I, like many of you, love riding bikes. It is, in many ways, part of what defines me as a person. I ride mountain bikes, road bikes, triathlon bikes, cyclocross bikes. I like to race, testing my abilities against others and against myself. Sometimes I like to ride fast for no other reason than to feel the muscles in my legs getting perpetually closer to the breaking point. Sustaining effort becomes an ever more monumental task, and I reach for the superhuman feeling that comes from holding that effort as long as possible, before finally imploding to the point where putting any pressure at all on the pedals seems nearly impossible.

I also like to ride slow. I like to converse with my fellow riders, teach new riders the mechanics of riding in a pace line, look at the scenery and goof around. I like to zip through the woods at breakneck speed, I like to climb mountains on my bike, and I like to cover astounding amounts of ground on the open road, appreciating with every pedal stroke the brilliant engineering that allows me to do so under my own power.

As we are all reminded from time to time, though, this wonderful activity that we enjoy so much can turn against us pretty quickly, and always unexpectedly.

It was a gravel road, in a group of about 15 riders. There are a couple downhill corners where the group can really pick up speed, and we did just that. We flew around the first left-hand corner without incident, and banked into the second one, a right-hander with poor visibility. I was near the back, and on the left side (outside) of the group. Missing the smooth tire track on the far right, I got caught in the loose gravel nearer to the center of the road. Not wanting to slide out and take out other riders, I stayed wide, which is a great option if there are no cars coming the other direction. As it happened, though, this time there was an SUV with very poor timing headed up the road. My GPS track shows that I was going 32.9 miles per hour when I saw the car, at which point I quickly assessed my options. Swinging left would put me into a gully with a barbed wire fence, assuming I made it around the car to begin with, which would have been unlikely. Swinging right was out of the question, with the gravel and my current trajectory. I locked up the brakes and hoped for the best.

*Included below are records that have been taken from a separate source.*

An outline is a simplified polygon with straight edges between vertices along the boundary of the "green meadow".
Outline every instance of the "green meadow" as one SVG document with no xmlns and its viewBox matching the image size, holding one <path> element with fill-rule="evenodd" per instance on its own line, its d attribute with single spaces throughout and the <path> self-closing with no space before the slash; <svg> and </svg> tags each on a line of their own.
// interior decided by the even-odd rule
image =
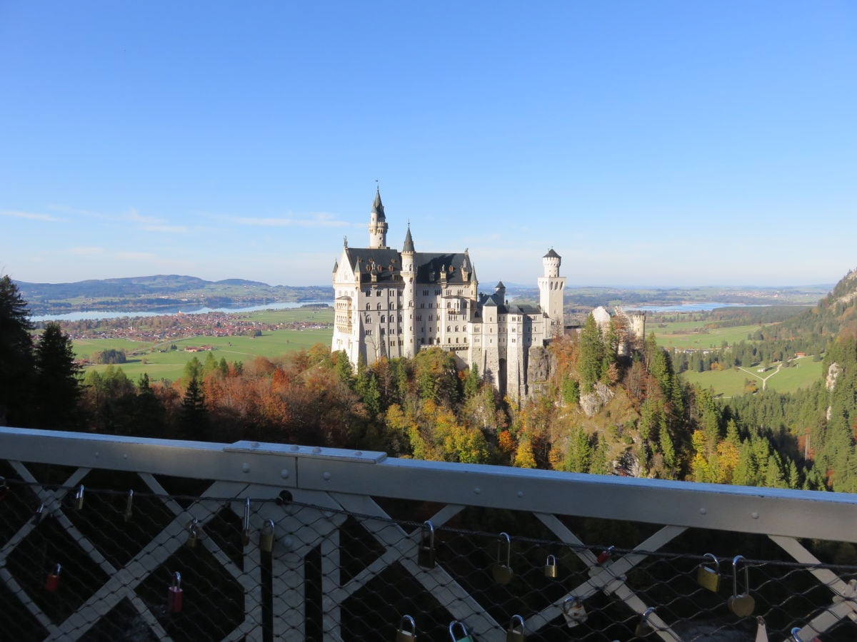
<svg viewBox="0 0 857 642">
<path fill-rule="evenodd" d="M 313 321 L 330 323 L 333 320 L 333 310 L 313 311 L 297 308 L 293 310 L 263 310 L 248 312 L 243 318 L 267 324 Z M 143 373 L 153 381 L 166 379 L 175 381 L 182 376 L 185 365 L 196 357 L 204 361 L 208 352 L 186 352 L 185 348 L 212 346 L 211 354 L 219 361 L 242 361 L 249 363 L 259 356 L 275 359 L 297 350 L 305 350 L 315 343 L 329 346 L 333 336 L 332 328 L 311 330 L 265 330 L 261 336 L 193 336 L 166 342 L 135 342 L 125 339 L 80 339 L 72 343 L 78 357 L 89 358 L 95 352 L 115 348 L 125 350 L 128 361 L 113 367 L 121 368 L 129 378 L 136 381 Z M 177 349 L 171 350 L 175 344 Z M 108 366 L 90 366 L 87 370 L 103 371 Z"/>
</svg>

“The best” ended up being me having to tell the driver to back up after she got out of the car, so that I could un-wedge myself from under her bumper. Not entirely the outcome I had hoped for, but it could have been worse…

As it turned out, I suffered a substantial amount of road rash, some whiplash, a small pang in my right knee, a sore elbow and shoulder, and some dizziness upon standing. No broken bones, no lost memory. After laying low and not doing anything for three days, I was able to get out and get back to my life. All things considered, I am counting my lucky stars and trying to use the experience as a reminder in the future. I will, however, be off the bike for a couple weeks. I am also unable to run or swim, so the extent of my daily exercise at the moment is walking to and from work. I’m taking the opportunity to slow down, smell the lilacs, watch the birds flitting around on the riverbank on my way through town. Also I’ve been doing some reading, and sitting on the front porch a lot more than I usually do.

Wounds
A whole lot of road rash and my well-earned Montana Hell Ride tank top.

Sometimes that slowing down is necessary, and I usually don’t do it without being forced to. Occasionally, I can get carried away, just trying to keep up, and lose the clarity that comes with going a little slower. And maybe, just maybe, an SUV comes around the corner and puts me in my place.

With much reluctance, I’m skipping my next planned race, the Troika long course triathlon in Spokane on May 21st. By the time June rolls around, though, I should be ready to get back after it.